American baseball player (born 1990)

Sherman Lee Johnson (born July 15, 1990) is an American former professional baseball infielder and coach. He played in Major League Baseball (MLB) for the Los Angeles Angels in 2018.

==Amateur career==
Johnson graduated from Braulio Alonso High School in Tampa, Florida. He enrolled at Florida State University (FSU) where he played college baseball for the Florida State Seminoles. In 2012, as a junior at FSU, he batted .263 with five home runs and 38 RBIs in 67 games (all starts).

==Professional career==
===Los Angeles Angels===
The Los Angeles Angels of Anaheim selected Johnson in the 14th round of the 2012 MLB draft. After signing with the Angels, Johnson was assigned to the Orem Owlz and spent the whole season there, batting .269 with three home runs and twenty RBIs in 54 games. In 2013, he played with the Burlington Bees and the Inland Empire 66ers, posting a combined .264 batting average with four home runs, 34 RBIs, and 23 doubles in 111 games, and in 2014, he played for Inland Empire where he compiled a .276 batting average with 17 home runs, 78 RBIs, and an .847 OPS in 136 games. Sherman spent 2015 with the Arkansas Travelers where he batted .204 with seven home runs and 53 RBIs in 135 games, 2016 with both Arkansas and the Salt Lake Bees where he collected a combined .246 batting average with 12 home runs, 54 RBIs, and 21 doubles in 127 games, and 2017 with Salt Lake and the Mobile BayBears where he posted a combined .258 batting average with five home runs and 57 RBIs in 120 games.

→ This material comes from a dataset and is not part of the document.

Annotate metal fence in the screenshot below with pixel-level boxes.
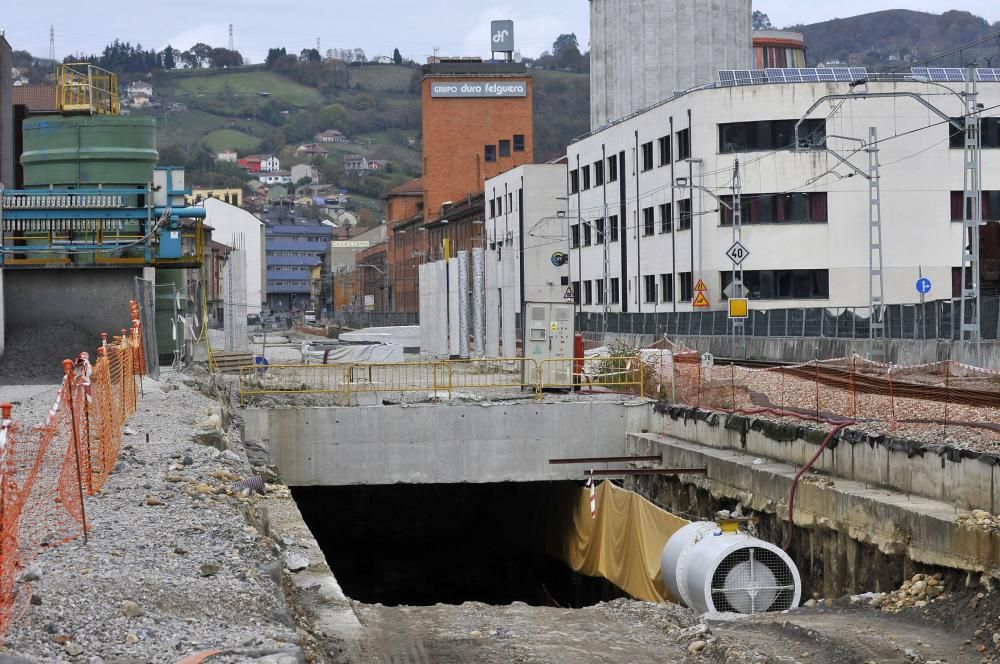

Johnson began the 2018 season with Salt Lake. The Angels promoted him to the major leagues on September 18, and he made his major league debut the next day. He was outrighted to the minors on November 1, 2018. He elected free agency on November 2.

===Later playing career===
On February 11, 2019, Johnson signed a minor league deal with the Cincinnati Reds. Appearing in 71 games for the Triple-A Louisville Bats, he hit .241/.353/.355 with 4 home runs, 15 RBI, and 4 stolen bases. On July 31, Johnson was released by the Reds organization.

On February 29, 2020, Johnson signed a minor league deal with the Pittsburgh Pirates. He did not play in a game in 2020 due to the cancellation of the minor league season because of the COVID-19 pandemic. Johnson was released by the Pirates organization on June 9.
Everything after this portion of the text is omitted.